2.3. Concomitant treatments
Pharmacopuncture use was evaluated for integrative (n = 11, including 1 duplicate), add-on (n = 37, including 1 duplicate), and sole use (n = 26) recommendations. The operational definition of “integrative” was when the Korean medicine treatment was added to the conventional treatment, and the definition of “add-on” was when a Korean medicine treatment was added to a different Korean medicine treatment to enhance treatment effects or safety.
2.4. Acupuncture points and meridians
The most frequently used meridian and acupuncture points were the Bladder meridian and SP6 and ST36, respectively. The meridians and collective acupoints assessed in the studies included: Bladder meridian or points (n = 45), Stomach meridian points (n = 34), Spleen meridian points (n = 29), Extra points (n = 27), Gallbladder meridian or points (n = 26), Conception Vessel points (n = 23), Governor Vessel points (n = 18), Ashi points (n = 14), Small Intestine meridian points (n = 12), Triple Energizer meridian points (n = 10), Large Intestine meridian points (n = 10), Baesu points (n = 4), Liver meridian points (n = 2), Kidney meridian points (n = 2), Pericardium meridian points (n = 2), and Bogmo points (n = 1), in descending order. Single acupoints used, in descending order were; SP6 (n = 14), ST36 (n = 14), BL23 (n = 10), and CV4 (n = 8).
Discussion
Pharmacopuncture has a documented historical medical use for the treatment of a diverse array of medical conditions. The majority of the clinical trials published in the current scientific literature address the indications and effects of pharmacopuncture for musculoskeletal disorder pain. This highlights the major aspects of the current clinical application of pharmacopuncture.
Recently, pharmacopuncture has also been indicated for management of pain caused by nerve entrapment [5]. In addition to pain, pharmacopuncture is used to treat internal disorders of the digestive system (e.g., indigestion, gastroesophageal reflux, diarrhea, enteritis, and constipation); circulatory disorders (e.g., palpitation, and chest pain); liver diseases (e.g., hepatitis, liver cirrhosis, and fatty liver); respiratory diseases and disorders (e.g., cough, asthma, and common colds); gynecological diseases and disorders (e.g., dysmenorrhea, climacteric syndrome and postmenopausal syndrome, and infertility); and genitourinary diseases, including prostate diseases [5]. In addition, pharmacopuncture is also used to treat Hwabyung (Korean somatization disorder), stress, and anxiety [5]. According to in vitro experiments and clinical trials conducted at Gachon University Hospital, wild Ginseng pharmacopuncture is being widely implemented to manage regional obesity [5]. Recently, pharmacopuncture is finding use in the therapeutic management of cancer, Parkinson’s disease, and rheumatoid arthritis [5].

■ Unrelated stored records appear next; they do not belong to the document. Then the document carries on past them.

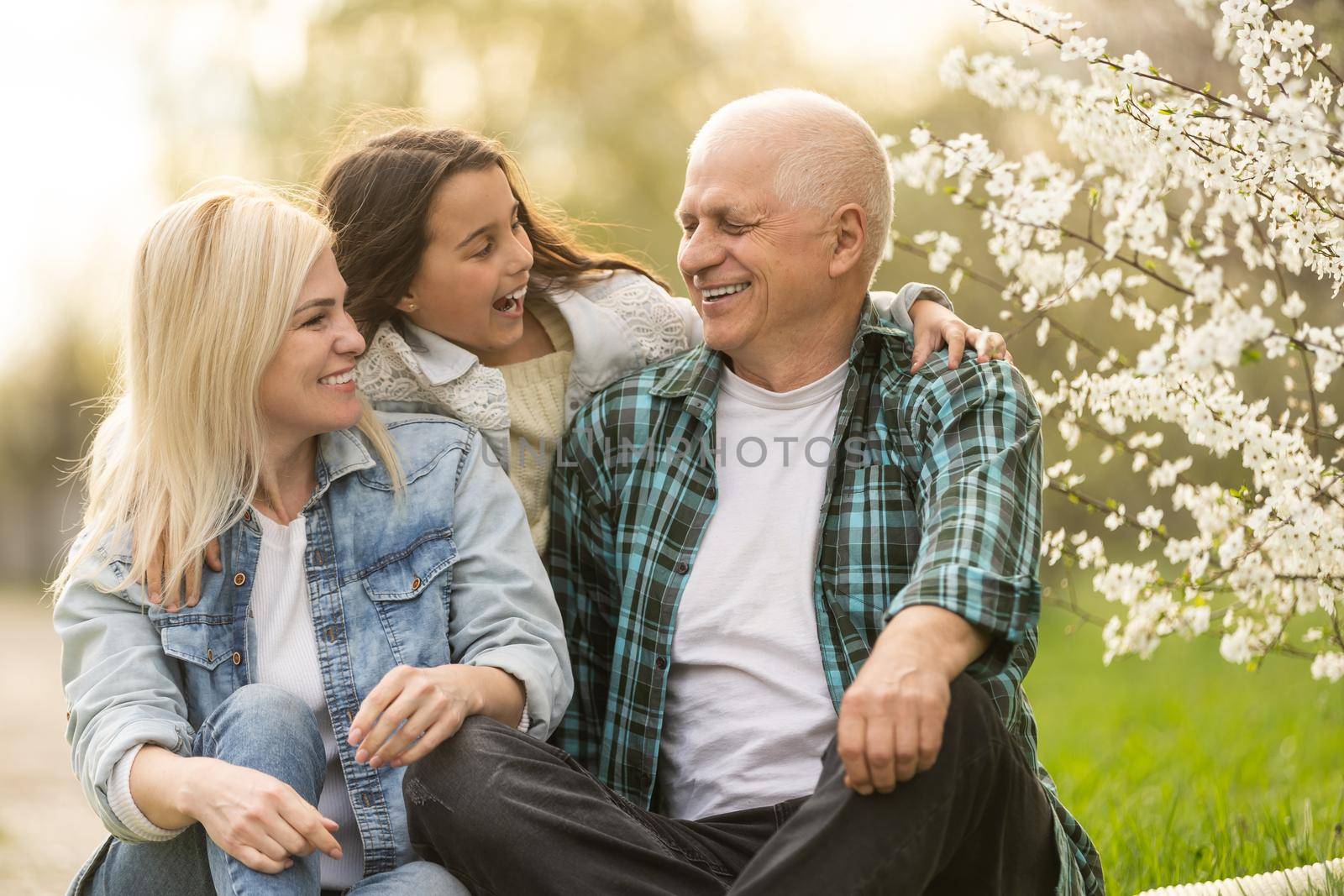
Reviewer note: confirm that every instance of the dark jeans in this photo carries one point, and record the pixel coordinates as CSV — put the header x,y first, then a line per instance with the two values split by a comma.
x,y
510,815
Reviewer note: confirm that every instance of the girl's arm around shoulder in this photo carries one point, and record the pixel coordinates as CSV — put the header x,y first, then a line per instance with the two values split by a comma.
x,y
663,324
503,609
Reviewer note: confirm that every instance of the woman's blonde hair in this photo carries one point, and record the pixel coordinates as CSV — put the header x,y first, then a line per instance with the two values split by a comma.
x,y
176,458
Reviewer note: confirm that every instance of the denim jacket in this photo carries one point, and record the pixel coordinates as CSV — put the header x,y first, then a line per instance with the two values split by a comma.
x,y
620,322
445,573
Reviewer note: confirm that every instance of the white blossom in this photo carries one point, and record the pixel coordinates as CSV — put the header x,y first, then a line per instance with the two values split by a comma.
x,y
1200,210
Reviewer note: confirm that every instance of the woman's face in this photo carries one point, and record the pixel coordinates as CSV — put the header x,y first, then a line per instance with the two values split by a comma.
x,y
308,387
472,277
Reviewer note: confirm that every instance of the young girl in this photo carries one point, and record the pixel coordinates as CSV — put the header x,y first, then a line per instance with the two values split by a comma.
x,y
481,305
255,741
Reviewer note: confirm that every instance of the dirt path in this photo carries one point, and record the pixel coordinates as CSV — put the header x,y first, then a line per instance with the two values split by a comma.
x,y
46,828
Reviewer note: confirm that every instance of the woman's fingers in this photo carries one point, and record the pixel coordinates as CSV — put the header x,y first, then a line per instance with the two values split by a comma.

In this scoping review, we identified 226 published comparative studies pertaining to clinical effectiveness or safety, and the majority of the studies were controlled trials, with a few single-subject crossover study designs. Although beyond the scope of this study, uncontrolled studies provided the earliest and most clinically-oriented evidence on pharmacopuncture. The extensive range and number of relevant case reports and case series highlighted that pharmacopuncture has been used and studied for an increasing set of clinical indications. However, this study is limited in that many of the included studies did not report the randomization process in detail and therefore, the research methodology was categorized exclusively based on the information made available in the articles. Moreover, while the research articles included in this study were primarily Korean articles pertaining to pharmacopuncture use, effectiveness, and safety in Korea, the CPGs were broader and more comprehensive in their scope and included case reports and studies from China (Fig. 2). As the inclusion criteria (e.g., country, study design) differ among guidelines and research articles, and the regulations, indications, and uses differ across countries, and these results need to be interpreted with caution.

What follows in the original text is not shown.